Сердце титана
Николай АМОСОВ: «Я знаю — умирать не страшно. Страшно, когда гаснет интеллект»![](/sites/default/files/main/openpublish_article/20021214/4231-1-1_0.jpg)
Позавчера вечером перестало биться сердце одного из самых, без сомнения, выдающихся людей Украины — Николая Михайловича Амосова. Инсульт, перенесенный им в этом году, и порок аортального клапана не позволили великому хирургу, Лауреату множества международных премий, Заслуженному деятелю науки и просто прекрасному человеку отпраздновать в следующем году свое девяностолетие.
Трудно подобрать слова, чтобы выразить все величие и зна чимость Николая Михайловича как для Украины, так и для мировой медицины. Это — человек-эпоха, образец интеллекта и профессионализма. Во времена Системы он был одним из немногих, кто мог остаться самим собой. «Наверное, не было, нет и не будет бескорыстнее врача, чем Николай Амосов, — говорит его коллега и друг академик Исаак Трахтенберг. — За свою жизнь он прооперировал более 50 тысяч человек и ни разу не позволил себе взять даже скромного подарка. Он даже повесил при входе в свой институт объявление: «От пациентов подарки не берем». Возможность спасти жизнь была для него истинным счастьем. «Да, я счастливый человек», — говорил он иногда своим друзьям. Хотя многим его подчиненным так не казалось. Они просто не знали, что под суровой маской скрывался искренний, добрый, уязвимый и бесконечно бескорыстный человек.

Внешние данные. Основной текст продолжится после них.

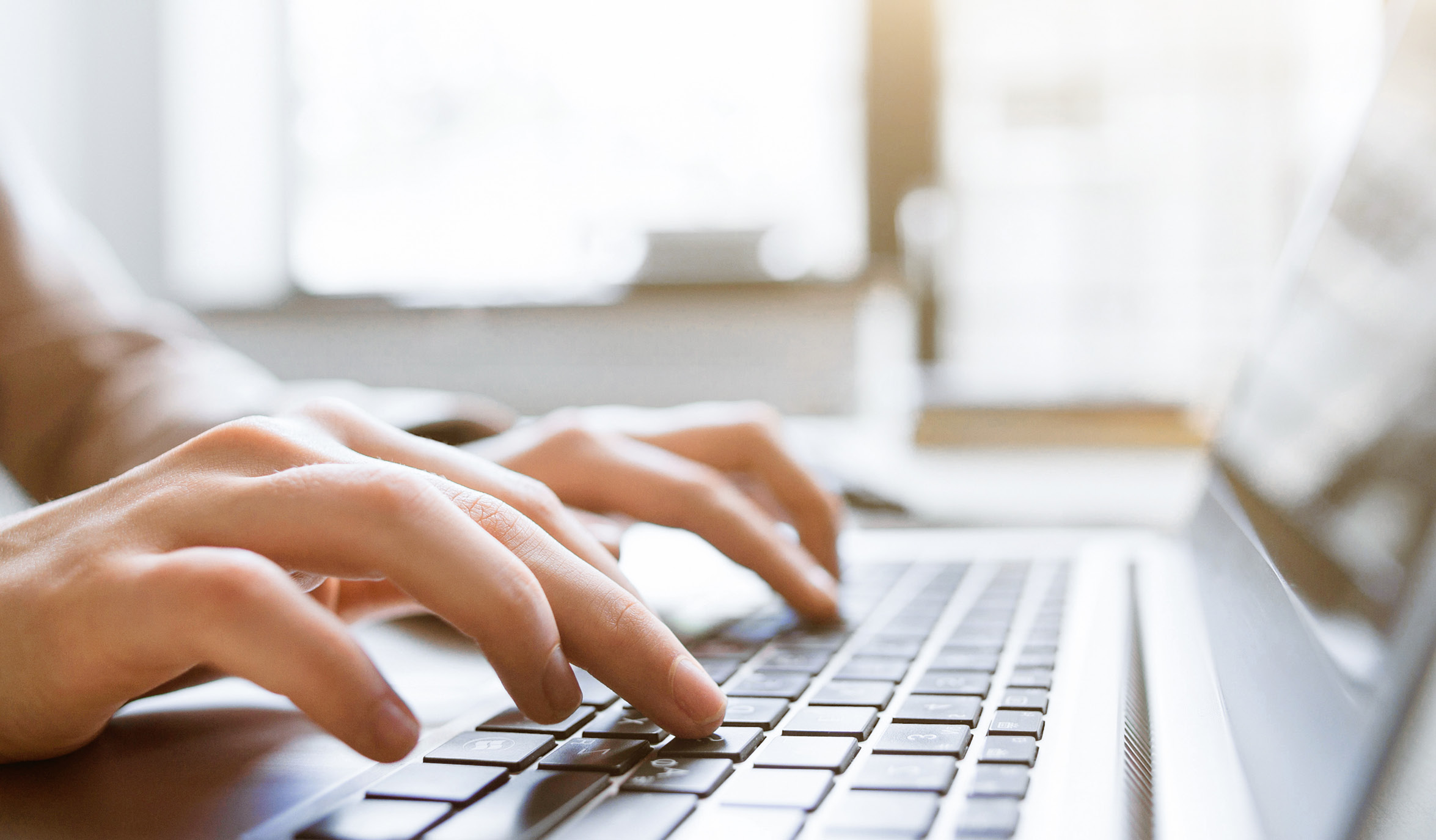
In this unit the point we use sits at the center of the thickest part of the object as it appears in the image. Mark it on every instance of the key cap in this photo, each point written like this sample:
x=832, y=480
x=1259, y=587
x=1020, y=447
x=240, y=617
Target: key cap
x=873, y=668
x=624, y=723
x=810, y=751
x=376, y=820
x=612, y=756
x=800, y=661
x=932, y=773
x=731, y=743
x=595, y=694
x=445, y=783
x=1000, y=780
x=846, y=721
x=988, y=819
x=1031, y=678
x=891, y=646
x=973, y=682
x=695, y=776
x=934, y=708
x=515, y=721
x=1040, y=660
x=524, y=809
x=631, y=817
x=783, y=684
x=925, y=740
x=720, y=670
x=754, y=711
x=855, y=693
x=889, y=813
x=724, y=649
x=1010, y=750
x=1031, y=699
x=792, y=789
x=744, y=823
x=815, y=638
x=964, y=660
x=1043, y=637
x=971, y=637
x=1017, y=723
x=511, y=750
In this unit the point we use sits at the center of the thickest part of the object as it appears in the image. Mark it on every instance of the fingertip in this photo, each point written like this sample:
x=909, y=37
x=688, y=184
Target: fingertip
x=560, y=687
x=394, y=731
x=697, y=695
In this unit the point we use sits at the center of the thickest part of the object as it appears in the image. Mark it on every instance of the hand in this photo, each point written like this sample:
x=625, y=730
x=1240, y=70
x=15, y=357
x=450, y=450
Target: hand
x=717, y=470
x=186, y=562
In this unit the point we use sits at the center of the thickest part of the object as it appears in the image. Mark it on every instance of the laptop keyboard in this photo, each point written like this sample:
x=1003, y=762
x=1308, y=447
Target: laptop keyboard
x=811, y=736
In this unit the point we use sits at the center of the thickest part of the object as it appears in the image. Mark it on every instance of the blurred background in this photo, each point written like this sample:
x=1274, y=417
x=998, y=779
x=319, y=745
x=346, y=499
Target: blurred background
x=562, y=202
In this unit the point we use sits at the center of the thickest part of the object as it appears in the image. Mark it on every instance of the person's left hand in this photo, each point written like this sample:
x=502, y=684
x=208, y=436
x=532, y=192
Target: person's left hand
x=717, y=470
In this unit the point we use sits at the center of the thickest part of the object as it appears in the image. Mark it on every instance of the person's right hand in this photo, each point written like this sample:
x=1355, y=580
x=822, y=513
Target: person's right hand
x=186, y=562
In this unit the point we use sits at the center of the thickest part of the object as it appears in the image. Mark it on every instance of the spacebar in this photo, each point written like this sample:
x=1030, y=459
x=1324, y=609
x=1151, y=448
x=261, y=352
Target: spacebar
x=529, y=806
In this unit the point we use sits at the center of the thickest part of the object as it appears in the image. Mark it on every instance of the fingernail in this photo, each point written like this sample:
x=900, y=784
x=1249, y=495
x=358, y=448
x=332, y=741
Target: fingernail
x=694, y=693
x=822, y=579
x=560, y=687
x=395, y=730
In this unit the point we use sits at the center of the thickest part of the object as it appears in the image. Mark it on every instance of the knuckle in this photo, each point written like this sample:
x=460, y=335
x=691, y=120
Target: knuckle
x=391, y=490
x=246, y=436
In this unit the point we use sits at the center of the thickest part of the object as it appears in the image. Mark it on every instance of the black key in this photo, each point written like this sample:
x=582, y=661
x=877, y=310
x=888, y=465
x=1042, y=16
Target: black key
x=873, y=668
x=799, y=661
x=731, y=743
x=445, y=783
x=595, y=694
x=1017, y=723
x=745, y=823
x=777, y=789
x=807, y=753
x=725, y=649
x=892, y=813
x=855, y=693
x=624, y=723
x=524, y=809
x=1000, y=780
x=891, y=646
x=846, y=721
x=931, y=773
x=720, y=670
x=964, y=660
x=988, y=819
x=612, y=756
x=695, y=776
x=511, y=750
x=783, y=684
x=936, y=708
x=376, y=820
x=754, y=711
x=631, y=817
x=973, y=682
x=1030, y=699
x=925, y=740
x=515, y=721
x=1036, y=660
x=1031, y=678
x=1010, y=750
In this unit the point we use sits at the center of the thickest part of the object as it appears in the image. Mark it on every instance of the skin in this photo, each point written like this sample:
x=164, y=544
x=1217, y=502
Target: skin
x=193, y=563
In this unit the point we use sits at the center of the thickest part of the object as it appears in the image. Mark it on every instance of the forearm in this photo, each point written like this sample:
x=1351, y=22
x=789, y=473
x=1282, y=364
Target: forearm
x=93, y=376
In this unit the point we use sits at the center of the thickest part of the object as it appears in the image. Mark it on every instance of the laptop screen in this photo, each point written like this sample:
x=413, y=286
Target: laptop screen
x=1328, y=447
x=1330, y=443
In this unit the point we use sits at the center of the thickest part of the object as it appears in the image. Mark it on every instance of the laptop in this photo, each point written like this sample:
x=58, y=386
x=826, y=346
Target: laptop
x=1262, y=675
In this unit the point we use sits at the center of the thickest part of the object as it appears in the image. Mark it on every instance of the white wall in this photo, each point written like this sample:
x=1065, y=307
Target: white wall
x=81, y=81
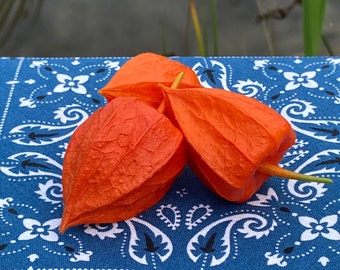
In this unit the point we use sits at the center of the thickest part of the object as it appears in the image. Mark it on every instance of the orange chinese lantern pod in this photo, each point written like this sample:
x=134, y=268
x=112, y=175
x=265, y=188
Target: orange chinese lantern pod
x=119, y=162
x=229, y=136
x=139, y=77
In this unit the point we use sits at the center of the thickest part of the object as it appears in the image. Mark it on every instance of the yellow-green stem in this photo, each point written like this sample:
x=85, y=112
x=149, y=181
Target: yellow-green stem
x=275, y=170
x=161, y=108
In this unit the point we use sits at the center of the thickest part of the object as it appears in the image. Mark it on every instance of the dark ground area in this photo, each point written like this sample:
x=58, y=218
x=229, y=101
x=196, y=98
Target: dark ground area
x=126, y=28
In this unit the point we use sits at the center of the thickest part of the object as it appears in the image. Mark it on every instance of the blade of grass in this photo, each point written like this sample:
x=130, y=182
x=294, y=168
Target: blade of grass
x=214, y=25
x=197, y=27
x=313, y=16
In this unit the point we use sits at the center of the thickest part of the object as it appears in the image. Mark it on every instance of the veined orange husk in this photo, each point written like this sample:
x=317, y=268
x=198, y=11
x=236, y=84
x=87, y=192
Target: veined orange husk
x=139, y=77
x=228, y=135
x=121, y=161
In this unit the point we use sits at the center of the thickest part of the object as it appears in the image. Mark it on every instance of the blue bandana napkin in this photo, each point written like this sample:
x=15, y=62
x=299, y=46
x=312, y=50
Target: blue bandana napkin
x=286, y=225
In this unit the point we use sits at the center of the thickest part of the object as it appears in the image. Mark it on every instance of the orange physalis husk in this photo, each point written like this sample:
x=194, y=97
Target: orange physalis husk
x=119, y=162
x=139, y=77
x=229, y=135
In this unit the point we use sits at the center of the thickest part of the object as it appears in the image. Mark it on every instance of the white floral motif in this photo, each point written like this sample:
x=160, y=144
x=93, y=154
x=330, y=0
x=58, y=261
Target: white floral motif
x=68, y=83
x=35, y=229
x=304, y=79
x=316, y=228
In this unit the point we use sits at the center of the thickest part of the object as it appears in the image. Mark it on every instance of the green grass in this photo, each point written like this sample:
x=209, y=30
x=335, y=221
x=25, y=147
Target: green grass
x=313, y=17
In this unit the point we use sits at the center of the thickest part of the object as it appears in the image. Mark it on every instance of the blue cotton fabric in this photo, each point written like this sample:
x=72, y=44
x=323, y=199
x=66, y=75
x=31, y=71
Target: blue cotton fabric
x=285, y=225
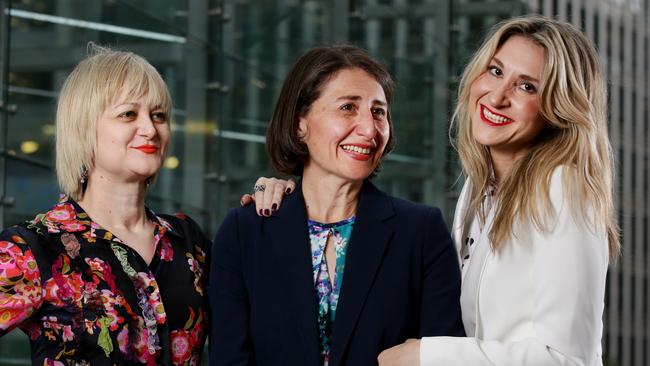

«Мама родила меня 6 декабря 1913 года, — этими словами открывается «Энциклопедия Амосова», последний труд великого ученого. — Она была акушеркой в северной деревне, недалеко от Череповца. Отец ушел на войну, а когда вернулся, то скоро нас покинул. Жили очень скудно, но моя мама никогда не брала подарков от рожениц и осталась для меня примером на всю жизнь». Жизненный путь Николая Михайловича нельзя назвать легким, но зато с уверенностью — невероятно интересным. После школ ы он поступил в механическ ий техникум, потом — работал в Архангельске начальником смены на электростанции при лесопильном заводе. В 22 года — через год после женитьбы — поступил в медицинский институт. И за первый год обучения окончил два курса. Все время обучения подрабатывал преподаванием. А закончив институт с отличием, поступил в аспирантуру, хоть и не по физиологии, которая ему очень нравилась, а по хирургии. Параллельно с медициной продолжал учиться в Заочном институте, и для диплома по собственному желанию делал проект большого аэроплана с паровой турбиной. Надеялся, что его примут в производство, но не приняли. Зато инженером с отличием Николай Амосов стал.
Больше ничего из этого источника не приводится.